Monday 19th February 2018
I was feeling a bit low today.  It looks some plans that were coming together on Friday are now falling apart and as a result I just got myself into a downwards spiral.  It’s not like it’s the end of the world but it certainly felt like it today.
The day job certainly didn’t help.  As part of my role I have to provide out of hours on call cover, with any callouts resulting in overtime.  We have a set way of recording these, which I’ve been doing.  But I got a load of questions about what I was claiming for today.  I really wasn’t in the mood.  If they want to change the way it’s recorded then do that, but don’t question when I’ve done it the way requested.  I wasn’t in a mood to take any crap and basically said that if anyone had a problem, I’d just stop doing on call.

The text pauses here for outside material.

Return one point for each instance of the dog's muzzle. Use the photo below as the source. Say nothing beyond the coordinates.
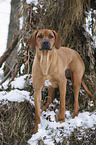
(45, 45)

It made me realise (as well as those around me) that the day job is still a source of considerable stress.  Ordinarily, this on its own would have been enough to set me on a downwards spiral.  I want a book deal, and want one with enough to quit work but not too much that I can’t sell through.  Getting all of those is highly unlikely.  In fact more than highly unlikely.  But I’m due feedback on Black as Knight fairly soon, hopefully this week, and so that one probably saved me today.  That or I was already in too much of a major funk to get any lower.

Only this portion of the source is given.